3 Comentários 20 March 2008

Bárbara Heliodora Bottons

Bárbara Heliodora 2

Estamos preparados para Curitiba!

O que a galera acha

3 comentários até o momento

  1. Ahahaha! Eu quero um… =P

  2. Juli =) says:

    Oi, Guilherme! Mande seu endereço para querorecebermeubottonemcasa@bacante.com.br e enviaremos para você. Isso é sério.

    Beijos,
    Juli =)

  3. waldinei dias says:

    HELIO DORA OU CINZA CHUMBO?

    OU “QUE SAUDADES DE YAN MICHALSKY!”

    D. Bárbara dessa vez exagerou em seu frenesi destrutivo. Quando abri o Segundo Caderno e vi, em letras garrafais: “DESASTRE SEM SALVAÇÃO”, pensei se tratar de manchete política da “imprensa marrom” do anos 50/60. Lido o artigo (3/6), não restaram dúvidas: o que se fazia ali não era uma simples crítica à obra de alguém (“O Enxoval”). As próprias pessoas (e suas carreiras) estavam em julgamento e, segundo ela, “não tinham salvação”. De onde provinha tanta agressividade? Até uma linguagem grosseira e chula, não muito característica, havia se infiltrado revelando os lados “bárbaros” da escritora: “…ocupantes de horários alternativos…” é de uma infelicidade total e revela um pré-julgamento pejorativo. Devem mesmo ser uma “categoria inferior de pessoas esses ocupantes…..”.
    Deixando de lado as críticas referentes à encenação (de que não entendo muito), o pior defeito (“grave e insanável”) apontado no texto seria a sua INGENUIDADE e eu fiquei me perguntado se a ingenuidade em uma obra de arte é um defeito. Basta que se a contraponha ao ARTIFÍCIO, à POMPA e à PRETENSÃO (esses sim, defeitos insanáveis), para ver que, quando muito, a ingenuidade poderia ser uma LIMITAÇÃO. Quase toda a poesia lírica prima pela procura da ingenuidade: “Sou poeta menor, perdoai” (Bandeira).
    D. Bárbara não sabe o que significa a palavra ANEDOTA (“Parece uma anedota”) e pensa que se refere àquelas piadas que contamos sobre nossos irmãos portugueses. Anedotas, D. Bárbara, são histórias que o povo conta de que não se conhece a origem e cuja veracidade não pode ser verificada. Melhor dizendo: relatos anedotais.
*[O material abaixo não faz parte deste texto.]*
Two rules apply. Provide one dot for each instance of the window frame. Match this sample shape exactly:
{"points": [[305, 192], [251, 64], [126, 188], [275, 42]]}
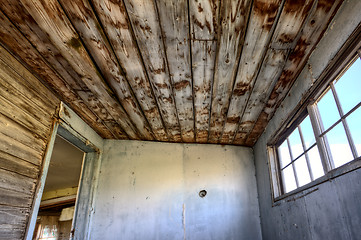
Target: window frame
{"points": [[348, 54]]}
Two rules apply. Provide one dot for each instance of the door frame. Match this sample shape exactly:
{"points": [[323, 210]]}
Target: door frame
{"points": [[71, 127]]}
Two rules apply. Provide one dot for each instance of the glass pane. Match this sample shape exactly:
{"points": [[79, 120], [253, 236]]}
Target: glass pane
{"points": [[315, 162], [302, 171], [288, 177], [328, 110], [348, 87], [340, 149], [295, 143], [354, 121], [307, 132], [284, 154]]}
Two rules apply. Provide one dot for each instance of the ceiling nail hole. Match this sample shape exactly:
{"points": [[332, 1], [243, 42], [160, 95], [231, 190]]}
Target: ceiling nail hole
{"points": [[202, 193]]}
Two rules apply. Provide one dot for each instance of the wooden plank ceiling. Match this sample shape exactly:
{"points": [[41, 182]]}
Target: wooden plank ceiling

Em linguagem mais rebuscada, poderiam ser associadas às rapsódias, quando se tornam obras de arte.
    Será que não há lirismo na disputa entre duas velhas cuja vida perdeu o sentido, tentando, com essas mesmas disputas mesquinhas, encontrar algum sentido para as próprias vidas? Há, D. Bárbara, um lirismo tão pungente que quase inevitavelmente arrasta as pessoas para a caricatura. De outra forma, talvez não fosse suportável.
    D. Bárbara atacou até mesmo os “circos ambulantes do século passado” e parece ter se esquecido que seu ícone (responsável pela mistificação que se fez em torno de sua figura) se valeu inúmeras vezes de circos ambulantes em suas peças. Se ele tivesse tratado somente de reis, rainhas, espectros de reis e nobres em geral, não seria o “o bardo com algo de bárbaro”, mas um daqueles clássicos franceses, cujos artifícios e maneirismos tornam hoje tão difícil sua apreciação.
    Muitos já recorreram a trocadilhos para dizer do efeito maléfico dessa pessoa sobre a dramaturgia em nossa cidade. Seu nome fala da luz do sol, mas ela mais parece uma espécie de Saturno derramando seu chumbo cinza sobre aqueles que não são consagrados e lutam por um lugar ao sol: os “ocupantes de horários alternativos”. Aqui a verdade e a confissão do outro extremo: a adulação aos consagrados.


E você, o que acha?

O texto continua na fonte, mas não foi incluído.